Наконец, уснула земля под белым, безукоризненно чистым пологом зимы. Мертвая белизна надежным слоем покрыла Кузяшкино строптивое болото, скрыла звериные тропы в чащобах, а вместе с ними и беспокойство Дементия Максимовича Сволина.

Покойно и не тесно, как будто бы двум родным людям в одной берлоге, отгородившей стеной большую жизнь. Жизнь с беспокойствами и утратами, с радостями и ожиданиями.

Глава седьмая

От природы Сволин был мужичонкой хлопотливым и скаредным. За всю свою жизнь не помнил он случая, чтобы день-два просидел без дела, предвещавшего ему хоть малую наживу или чью-то похвалу, не помнил он случая, чтобы кто-то когда-то обсчитал его по забывчивости или халатности своей. Все свободное время умел он переделывать на деньги, умел и прикидываться неимущим, хотя за душой держал нескудеющий капитал.
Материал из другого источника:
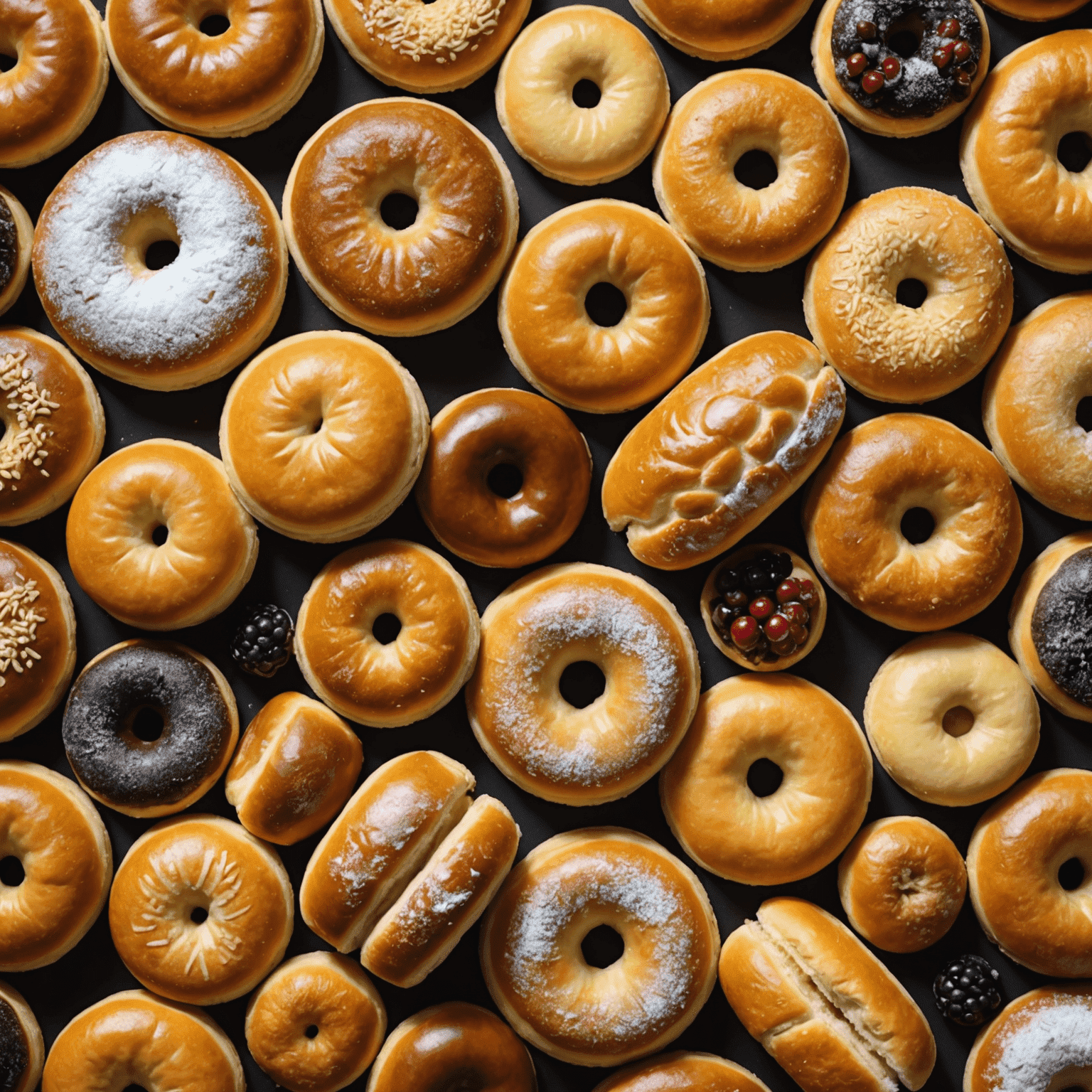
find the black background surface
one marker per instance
(471, 356)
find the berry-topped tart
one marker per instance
(764, 607)
(900, 68)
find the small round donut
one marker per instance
(316, 1024)
(808, 818)
(191, 321)
(380, 680)
(1010, 151)
(157, 539)
(454, 1042)
(417, 277)
(37, 640)
(558, 346)
(953, 719)
(582, 614)
(149, 727)
(896, 353)
(146, 1041)
(1012, 865)
(54, 91)
(49, 825)
(873, 478)
(724, 220)
(322, 436)
(501, 427)
(902, 884)
(582, 143)
(200, 911)
(228, 85)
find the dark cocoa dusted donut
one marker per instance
(120, 757)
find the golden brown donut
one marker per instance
(400, 282)
(200, 910)
(296, 766)
(894, 353)
(1012, 865)
(808, 819)
(49, 825)
(124, 560)
(37, 640)
(228, 85)
(454, 1041)
(554, 341)
(875, 475)
(503, 427)
(724, 220)
(136, 1037)
(1010, 151)
(737, 438)
(322, 436)
(49, 97)
(536, 973)
(316, 1024)
(902, 884)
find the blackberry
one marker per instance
(262, 645)
(967, 990)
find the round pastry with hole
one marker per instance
(322, 436)
(316, 1024)
(537, 973)
(855, 519)
(582, 95)
(764, 607)
(953, 719)
(157, 539)
(401, 215)
(714, 132)
(161, 261)
(1030, 872)
(900, 68)
(201, 910)
(221, 69)
(55, 866)
(1024, 150)
(771, 782)
(58, 81)
(537, 638)
(863, 295)
(387, 633)
(505, 478)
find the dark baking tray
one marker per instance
(469, 356)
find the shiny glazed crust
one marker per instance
(737, 438)
(721, 218)
(894, 353)
(815, 812)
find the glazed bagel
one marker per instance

Вот и теперь, когда отец и сын погрузились в долгую зимнюю «спячку», старик не сидел сложа руки: штопал одежонку, чинил обувь, из заготовленных лык плел пестери, бродни, лапти и ковры. То принимался вытесывать топорища, долбить корытца или гнуть коромысла. И все сожалел, что не договорился с Кустовым насчет сбыта своих поделок.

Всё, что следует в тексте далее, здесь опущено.